Вера Ивановна неохотно и холодно общалась с братом после несправедливой, на ее взгляд, дележки вещей, некогда принадлежавших отцу. Больше всего ее возмущало, что Егор забрал себе маршальский мундир Ивана Пантелеевича со всеми его Золотыми Звездами Героя Советского Союза и дюжиной орденов. Она предлагала брату во избежание недоразумений и обид сдать мундир вместе со всеми регалиями в музей, но давно прилипший к Егору дружок Яков Караман подговорил его не делать этого. Ей достался фронтовой летный шлем отца, его полевая сумка, часы, белые парадные перчатки да потрепанная рукопись книги, которую Иван Пантелеевич так и не успел окончить. Все это Вера Ивановна вскоре передала в музей авиации.

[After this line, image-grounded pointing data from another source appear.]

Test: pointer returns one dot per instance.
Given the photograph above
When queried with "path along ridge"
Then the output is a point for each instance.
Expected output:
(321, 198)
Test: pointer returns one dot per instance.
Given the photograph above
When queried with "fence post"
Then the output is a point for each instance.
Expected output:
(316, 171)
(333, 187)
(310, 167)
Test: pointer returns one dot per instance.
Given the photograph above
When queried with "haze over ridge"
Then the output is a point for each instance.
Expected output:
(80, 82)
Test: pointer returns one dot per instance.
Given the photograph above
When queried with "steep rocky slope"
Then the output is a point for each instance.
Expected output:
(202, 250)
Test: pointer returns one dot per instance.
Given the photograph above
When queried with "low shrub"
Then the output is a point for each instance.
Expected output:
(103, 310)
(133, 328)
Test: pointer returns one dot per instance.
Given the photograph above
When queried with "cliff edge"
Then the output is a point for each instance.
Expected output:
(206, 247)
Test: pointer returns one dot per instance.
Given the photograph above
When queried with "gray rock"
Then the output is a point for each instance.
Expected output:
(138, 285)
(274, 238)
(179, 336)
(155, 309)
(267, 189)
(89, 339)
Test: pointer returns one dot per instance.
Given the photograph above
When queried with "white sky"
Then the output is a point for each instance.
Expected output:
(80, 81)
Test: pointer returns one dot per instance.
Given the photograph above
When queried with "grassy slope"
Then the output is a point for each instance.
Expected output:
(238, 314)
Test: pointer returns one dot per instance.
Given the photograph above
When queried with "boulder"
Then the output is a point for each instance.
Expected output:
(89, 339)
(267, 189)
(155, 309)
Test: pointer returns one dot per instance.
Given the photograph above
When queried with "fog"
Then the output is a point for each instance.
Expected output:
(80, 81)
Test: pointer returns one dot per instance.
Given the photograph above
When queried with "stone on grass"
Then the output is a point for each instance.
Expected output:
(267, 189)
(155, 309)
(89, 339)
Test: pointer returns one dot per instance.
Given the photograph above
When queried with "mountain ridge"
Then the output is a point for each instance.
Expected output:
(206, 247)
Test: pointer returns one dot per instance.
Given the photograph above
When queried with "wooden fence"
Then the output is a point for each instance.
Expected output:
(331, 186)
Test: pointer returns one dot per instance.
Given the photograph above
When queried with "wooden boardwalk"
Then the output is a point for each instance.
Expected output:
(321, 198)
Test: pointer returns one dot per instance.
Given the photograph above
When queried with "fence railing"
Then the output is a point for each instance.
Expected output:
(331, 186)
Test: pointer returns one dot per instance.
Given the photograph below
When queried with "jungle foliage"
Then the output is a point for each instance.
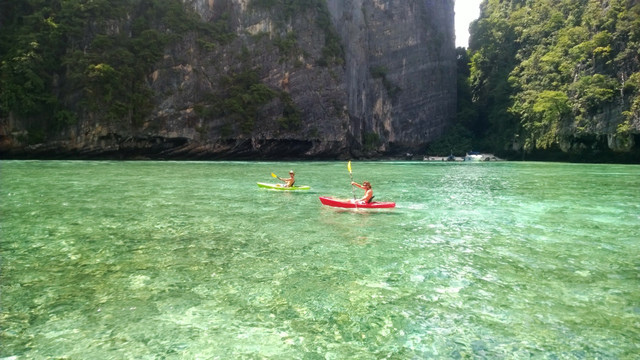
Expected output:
(547, 72)
(64, 58)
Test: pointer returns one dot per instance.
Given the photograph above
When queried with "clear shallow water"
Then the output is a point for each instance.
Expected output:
(151, 260)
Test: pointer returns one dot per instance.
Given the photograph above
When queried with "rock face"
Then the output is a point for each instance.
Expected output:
(346, 78)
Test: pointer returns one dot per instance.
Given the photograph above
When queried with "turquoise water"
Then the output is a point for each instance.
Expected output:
(190, 260)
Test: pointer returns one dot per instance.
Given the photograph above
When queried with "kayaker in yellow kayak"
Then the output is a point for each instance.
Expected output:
(368, 193)
(290, 181)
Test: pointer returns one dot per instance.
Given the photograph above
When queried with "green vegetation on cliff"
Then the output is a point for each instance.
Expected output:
(551, 75)
(64, 58)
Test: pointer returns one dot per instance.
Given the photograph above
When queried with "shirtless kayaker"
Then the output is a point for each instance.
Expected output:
(368, 193)
(290, 181)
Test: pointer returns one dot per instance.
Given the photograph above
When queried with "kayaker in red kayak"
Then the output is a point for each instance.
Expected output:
(368, 193)
(290, 181)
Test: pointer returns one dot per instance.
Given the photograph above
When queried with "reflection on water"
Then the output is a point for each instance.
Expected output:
(192, 260)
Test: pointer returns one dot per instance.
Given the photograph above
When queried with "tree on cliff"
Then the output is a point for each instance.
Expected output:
(551, 74)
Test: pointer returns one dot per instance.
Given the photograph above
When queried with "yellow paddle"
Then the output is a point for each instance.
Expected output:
(353, 191)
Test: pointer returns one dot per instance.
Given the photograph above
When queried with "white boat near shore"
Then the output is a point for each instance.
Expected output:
(469, 157)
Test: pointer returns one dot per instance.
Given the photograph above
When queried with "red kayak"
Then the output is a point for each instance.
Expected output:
(352, 204)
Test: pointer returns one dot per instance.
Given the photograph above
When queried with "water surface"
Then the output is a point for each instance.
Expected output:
(168, 260)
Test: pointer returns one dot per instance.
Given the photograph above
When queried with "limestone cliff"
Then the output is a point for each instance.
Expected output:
(333, 78)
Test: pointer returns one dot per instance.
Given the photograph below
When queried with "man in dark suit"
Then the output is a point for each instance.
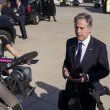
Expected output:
(85, 63)
(21, 16)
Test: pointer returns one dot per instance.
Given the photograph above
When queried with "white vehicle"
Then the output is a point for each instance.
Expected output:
(57, 2)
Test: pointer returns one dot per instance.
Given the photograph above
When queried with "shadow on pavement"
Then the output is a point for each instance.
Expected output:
(48, 96)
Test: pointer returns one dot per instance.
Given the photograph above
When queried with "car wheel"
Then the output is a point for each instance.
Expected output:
(36, 19)
(7, 35)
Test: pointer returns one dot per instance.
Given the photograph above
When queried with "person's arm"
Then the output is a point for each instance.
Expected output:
(102, 67)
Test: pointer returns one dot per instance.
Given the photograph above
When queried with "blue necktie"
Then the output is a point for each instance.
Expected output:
(78, 56)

А маршальский мундир пылился в шкафу прихожей новой квартиры Егора Ивановича, над свалкой пустых бутылок из-под водки и коньяка. Затесавшийся в лучшие друзья Кородубова-младшего Яков Караман тоже любил выпить, но знал меру и был себе на уме. Этот модно одетый и хитроглазый мужчина с дипломом врача-венеролога называл себя то военным историком, то писателем, то антикваром, то патриотом.
Он каким-то ловким образом влез в доверие Егора Ивановича еще при жизни его отца и уже тогда начал делать свой тайный бизнес на знакомстве с его семьей.
Он то ли в шутку, то ли всерьез называл себя еще и пресс-секретарем маршала, когда иностранные журналисты хотели взять интервью у Ивана Пантелеевича. Караман через Егора Ивановича решал этот вопрос, но не признавался ему, что требует с иностранцев деньги.